The term renaissance was the buzz word as nuclear industry players emerged from the 21-year-long shadow of the Chernobyl nuclear disaster and gathered in London for two days of talks at the 32nd annual symposium of the World Nuclear Association.
Nuclear power is now a fully competitive electricity source, said WNA chairman Ralf Gueldner. Today we see the nuclear renaissance begin to reach full bloom.
Nuclear power now provides 16 percent of a world electricity demand predicted to at least keep pace with the 50 percent growth in population expected by 2075 -- and nuclear optimists see that share rising.
Gueldner said he even expected his own country Germany to reverse its current policy of phasing out nuclear power plants.
Scientists predict that global average temperatures will rise by between 1.8 and 4.0 degrees Celsius this century due to carbon gases from burning fossil fuels for power and transport, bring climatic and humanitarian disasters.

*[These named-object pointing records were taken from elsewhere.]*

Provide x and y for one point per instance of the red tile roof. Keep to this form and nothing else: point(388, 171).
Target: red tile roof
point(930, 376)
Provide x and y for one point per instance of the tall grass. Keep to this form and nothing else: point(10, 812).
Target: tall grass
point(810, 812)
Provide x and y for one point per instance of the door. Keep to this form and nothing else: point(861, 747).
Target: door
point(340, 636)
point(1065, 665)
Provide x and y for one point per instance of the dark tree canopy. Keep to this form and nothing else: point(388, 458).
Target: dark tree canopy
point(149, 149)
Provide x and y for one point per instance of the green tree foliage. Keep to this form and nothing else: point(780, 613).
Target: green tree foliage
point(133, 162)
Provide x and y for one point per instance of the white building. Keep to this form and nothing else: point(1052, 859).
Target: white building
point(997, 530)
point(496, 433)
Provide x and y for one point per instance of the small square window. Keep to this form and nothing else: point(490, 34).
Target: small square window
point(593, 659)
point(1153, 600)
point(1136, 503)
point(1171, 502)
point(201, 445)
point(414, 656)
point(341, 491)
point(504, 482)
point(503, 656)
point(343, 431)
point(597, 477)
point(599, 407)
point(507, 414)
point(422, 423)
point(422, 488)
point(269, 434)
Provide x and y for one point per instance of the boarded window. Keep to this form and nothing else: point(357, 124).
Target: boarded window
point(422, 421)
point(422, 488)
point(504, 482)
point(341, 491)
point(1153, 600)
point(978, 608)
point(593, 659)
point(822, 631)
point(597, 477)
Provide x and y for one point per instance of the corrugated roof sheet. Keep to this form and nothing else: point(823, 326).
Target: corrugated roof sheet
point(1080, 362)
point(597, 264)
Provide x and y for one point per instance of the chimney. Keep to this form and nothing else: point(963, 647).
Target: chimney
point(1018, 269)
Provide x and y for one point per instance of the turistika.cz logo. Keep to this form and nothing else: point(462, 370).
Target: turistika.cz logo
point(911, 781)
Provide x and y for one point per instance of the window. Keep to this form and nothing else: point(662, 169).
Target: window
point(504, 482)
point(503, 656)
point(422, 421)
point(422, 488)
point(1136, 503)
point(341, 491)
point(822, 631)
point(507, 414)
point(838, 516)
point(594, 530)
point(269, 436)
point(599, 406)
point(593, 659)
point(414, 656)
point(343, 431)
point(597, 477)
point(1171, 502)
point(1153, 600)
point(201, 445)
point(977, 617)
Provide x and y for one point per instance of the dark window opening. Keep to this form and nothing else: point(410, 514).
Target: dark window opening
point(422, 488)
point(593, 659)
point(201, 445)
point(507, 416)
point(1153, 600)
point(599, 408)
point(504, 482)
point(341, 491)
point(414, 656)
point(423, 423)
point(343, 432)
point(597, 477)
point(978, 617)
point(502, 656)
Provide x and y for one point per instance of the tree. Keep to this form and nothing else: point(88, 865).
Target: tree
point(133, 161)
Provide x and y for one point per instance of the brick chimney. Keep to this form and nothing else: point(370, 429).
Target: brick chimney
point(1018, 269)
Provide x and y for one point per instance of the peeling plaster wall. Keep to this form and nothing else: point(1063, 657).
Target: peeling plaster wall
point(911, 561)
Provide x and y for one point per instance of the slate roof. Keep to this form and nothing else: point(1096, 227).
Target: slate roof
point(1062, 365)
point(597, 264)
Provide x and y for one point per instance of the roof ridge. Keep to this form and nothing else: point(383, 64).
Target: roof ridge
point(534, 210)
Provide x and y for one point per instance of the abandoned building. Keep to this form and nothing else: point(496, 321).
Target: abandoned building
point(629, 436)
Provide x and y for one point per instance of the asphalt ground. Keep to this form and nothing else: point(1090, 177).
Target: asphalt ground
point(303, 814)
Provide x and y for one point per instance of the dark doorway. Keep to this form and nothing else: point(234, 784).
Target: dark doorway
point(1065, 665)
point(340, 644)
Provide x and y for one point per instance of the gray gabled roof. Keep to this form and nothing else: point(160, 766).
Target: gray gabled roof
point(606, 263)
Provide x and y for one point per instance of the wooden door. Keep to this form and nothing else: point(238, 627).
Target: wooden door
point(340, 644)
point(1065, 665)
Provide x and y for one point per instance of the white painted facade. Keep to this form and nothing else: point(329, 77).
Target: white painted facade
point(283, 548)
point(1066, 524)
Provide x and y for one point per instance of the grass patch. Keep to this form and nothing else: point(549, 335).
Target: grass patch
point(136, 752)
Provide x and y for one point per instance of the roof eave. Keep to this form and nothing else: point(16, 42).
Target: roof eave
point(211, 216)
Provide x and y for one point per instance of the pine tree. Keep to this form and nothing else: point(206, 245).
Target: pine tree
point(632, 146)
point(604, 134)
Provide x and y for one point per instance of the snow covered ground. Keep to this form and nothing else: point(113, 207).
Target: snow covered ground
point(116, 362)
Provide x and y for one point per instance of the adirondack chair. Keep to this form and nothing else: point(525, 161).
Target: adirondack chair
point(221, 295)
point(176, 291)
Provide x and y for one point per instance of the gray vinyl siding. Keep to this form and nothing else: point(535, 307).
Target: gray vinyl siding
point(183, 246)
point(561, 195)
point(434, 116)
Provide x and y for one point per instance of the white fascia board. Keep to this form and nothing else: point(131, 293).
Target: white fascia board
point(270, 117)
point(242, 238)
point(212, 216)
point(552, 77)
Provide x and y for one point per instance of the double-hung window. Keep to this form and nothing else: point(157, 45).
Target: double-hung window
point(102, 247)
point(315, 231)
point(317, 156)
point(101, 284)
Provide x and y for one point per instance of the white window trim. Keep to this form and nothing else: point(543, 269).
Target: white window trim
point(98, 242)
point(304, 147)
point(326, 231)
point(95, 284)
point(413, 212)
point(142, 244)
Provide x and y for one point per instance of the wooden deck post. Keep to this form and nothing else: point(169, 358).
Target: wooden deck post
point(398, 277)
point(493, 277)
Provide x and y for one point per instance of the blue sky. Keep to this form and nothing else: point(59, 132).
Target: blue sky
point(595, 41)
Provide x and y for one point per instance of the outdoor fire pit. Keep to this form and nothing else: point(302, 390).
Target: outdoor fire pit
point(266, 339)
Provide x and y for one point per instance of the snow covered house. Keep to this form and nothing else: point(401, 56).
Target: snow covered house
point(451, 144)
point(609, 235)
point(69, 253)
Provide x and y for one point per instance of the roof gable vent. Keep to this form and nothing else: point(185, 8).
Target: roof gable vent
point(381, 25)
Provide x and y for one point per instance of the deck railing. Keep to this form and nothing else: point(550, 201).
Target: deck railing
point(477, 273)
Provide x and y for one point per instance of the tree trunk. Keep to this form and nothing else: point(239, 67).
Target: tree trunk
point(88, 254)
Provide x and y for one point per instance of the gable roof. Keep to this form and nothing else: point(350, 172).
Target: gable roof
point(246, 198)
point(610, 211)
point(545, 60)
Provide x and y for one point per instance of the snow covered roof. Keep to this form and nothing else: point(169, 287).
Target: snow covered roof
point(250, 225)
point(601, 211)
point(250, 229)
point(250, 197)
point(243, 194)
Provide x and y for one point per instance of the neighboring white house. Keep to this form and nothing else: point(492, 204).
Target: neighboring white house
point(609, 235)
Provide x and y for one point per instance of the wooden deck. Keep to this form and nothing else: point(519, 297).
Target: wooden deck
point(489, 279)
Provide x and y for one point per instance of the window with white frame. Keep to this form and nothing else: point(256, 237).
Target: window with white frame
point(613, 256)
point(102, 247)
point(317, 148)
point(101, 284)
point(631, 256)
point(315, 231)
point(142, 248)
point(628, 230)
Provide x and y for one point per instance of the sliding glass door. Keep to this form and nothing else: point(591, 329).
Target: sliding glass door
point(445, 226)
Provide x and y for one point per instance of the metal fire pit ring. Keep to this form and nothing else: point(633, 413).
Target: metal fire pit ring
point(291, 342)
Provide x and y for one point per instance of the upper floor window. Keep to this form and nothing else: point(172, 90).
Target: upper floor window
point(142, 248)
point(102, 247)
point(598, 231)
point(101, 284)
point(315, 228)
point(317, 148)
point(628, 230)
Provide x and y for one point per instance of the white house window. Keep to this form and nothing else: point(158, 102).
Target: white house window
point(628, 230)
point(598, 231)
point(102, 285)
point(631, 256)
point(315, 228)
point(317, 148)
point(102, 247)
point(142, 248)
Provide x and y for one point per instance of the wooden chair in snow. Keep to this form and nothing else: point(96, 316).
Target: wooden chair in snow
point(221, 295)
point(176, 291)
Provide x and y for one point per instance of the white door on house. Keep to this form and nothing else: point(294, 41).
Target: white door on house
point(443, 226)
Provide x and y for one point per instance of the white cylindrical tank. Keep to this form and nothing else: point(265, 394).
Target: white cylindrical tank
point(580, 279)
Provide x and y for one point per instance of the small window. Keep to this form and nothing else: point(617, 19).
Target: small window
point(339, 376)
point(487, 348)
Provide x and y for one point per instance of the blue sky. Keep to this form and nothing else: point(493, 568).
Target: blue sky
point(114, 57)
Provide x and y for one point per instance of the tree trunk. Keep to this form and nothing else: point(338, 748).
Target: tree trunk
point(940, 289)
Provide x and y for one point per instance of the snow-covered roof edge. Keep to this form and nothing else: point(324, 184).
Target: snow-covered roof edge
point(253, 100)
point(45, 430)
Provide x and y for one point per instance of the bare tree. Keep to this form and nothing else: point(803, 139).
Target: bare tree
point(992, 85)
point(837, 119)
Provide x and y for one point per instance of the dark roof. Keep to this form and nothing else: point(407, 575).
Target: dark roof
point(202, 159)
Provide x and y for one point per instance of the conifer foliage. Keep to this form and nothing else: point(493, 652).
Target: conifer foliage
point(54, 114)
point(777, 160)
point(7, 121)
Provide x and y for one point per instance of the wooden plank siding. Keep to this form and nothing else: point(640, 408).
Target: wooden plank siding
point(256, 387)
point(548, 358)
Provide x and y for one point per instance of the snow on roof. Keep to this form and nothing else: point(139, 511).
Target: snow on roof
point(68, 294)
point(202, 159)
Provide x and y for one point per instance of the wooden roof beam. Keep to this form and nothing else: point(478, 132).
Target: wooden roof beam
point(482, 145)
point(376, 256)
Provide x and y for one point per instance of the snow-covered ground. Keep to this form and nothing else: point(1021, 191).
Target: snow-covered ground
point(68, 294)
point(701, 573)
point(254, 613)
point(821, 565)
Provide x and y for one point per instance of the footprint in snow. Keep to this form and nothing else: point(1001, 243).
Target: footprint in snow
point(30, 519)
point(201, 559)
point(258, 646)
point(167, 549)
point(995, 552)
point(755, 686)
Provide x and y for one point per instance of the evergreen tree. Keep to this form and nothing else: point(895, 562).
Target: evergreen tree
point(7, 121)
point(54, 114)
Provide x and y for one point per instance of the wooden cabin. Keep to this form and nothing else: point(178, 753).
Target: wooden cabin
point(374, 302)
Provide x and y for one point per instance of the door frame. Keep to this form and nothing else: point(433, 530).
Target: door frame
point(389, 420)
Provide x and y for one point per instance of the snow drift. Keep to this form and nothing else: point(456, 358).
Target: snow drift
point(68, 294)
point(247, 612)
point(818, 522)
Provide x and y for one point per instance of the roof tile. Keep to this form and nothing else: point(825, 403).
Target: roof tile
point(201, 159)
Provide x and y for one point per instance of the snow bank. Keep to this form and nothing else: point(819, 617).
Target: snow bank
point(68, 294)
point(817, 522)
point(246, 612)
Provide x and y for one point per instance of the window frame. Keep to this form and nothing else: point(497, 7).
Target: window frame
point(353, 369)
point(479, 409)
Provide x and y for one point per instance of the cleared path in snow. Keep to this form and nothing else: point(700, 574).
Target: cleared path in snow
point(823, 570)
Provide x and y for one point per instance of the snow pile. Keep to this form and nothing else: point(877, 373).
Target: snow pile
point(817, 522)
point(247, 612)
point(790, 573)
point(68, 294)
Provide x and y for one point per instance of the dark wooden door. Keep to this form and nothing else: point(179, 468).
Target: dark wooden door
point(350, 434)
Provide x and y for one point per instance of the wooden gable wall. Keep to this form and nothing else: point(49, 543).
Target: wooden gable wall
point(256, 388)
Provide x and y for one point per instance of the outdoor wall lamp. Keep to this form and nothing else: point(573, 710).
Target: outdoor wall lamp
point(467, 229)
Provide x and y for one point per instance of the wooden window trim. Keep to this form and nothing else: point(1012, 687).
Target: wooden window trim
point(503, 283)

As the world wakes up to the threat governments are seeking to curb carbon emissions through clean sources of power that do not harm economic growth.
The nuclear power industry, despite environmentalists' worries about security, nuclear weapons proliferation and the fact that nuclear waste remains deadly for thousands of years, sees itself as an obvious choice.
The prospects for nuclear energy are more promising today than at any time since its development, said Dennis Spurgeon, U.S. Assistant Secretary for Nuclear Energy, who also termed it a global renaissance.
There is now a worldwide momentum for the expansion of nuclear power.
At present there are some 429 reactors operating globally, with 25 more under construction, 76 planned and 162 proposed.
Coal-rich China, which is building a coal-fired power station a week to fuel its booming economy, has also embarked on a major nuclear power program.
International Atomic Energy Agency head Mohamed ElBaradei said nuclear power had a role with 1.6 billion people without any access to electricity and the developed world using 170 times more electric power than the developing nations.
But he said the world had to guard relentlessly against the dangers of weapons proliferation.
Nuclear power can't be an exclusive solution for wealthy nations, he said. But the challenges of introducing nuclear power in developing countries are formidable.
Environmentalist James Lovelock, who outraged the green movement several years ago by saying nuclear power had a role to play, introduced a more somber note to the gathering.
World systems are already in failure mode, he said. The world itself is in no danger and we as a species will probably survive. What is at risk is our civilization.
Cutting carbon emissions would, like a kidney failure patient on dialysis, buy time. But temperatures would inevitable rise bringing floods and famines and forcing the surviving humans into isolated areas until the planet recovered.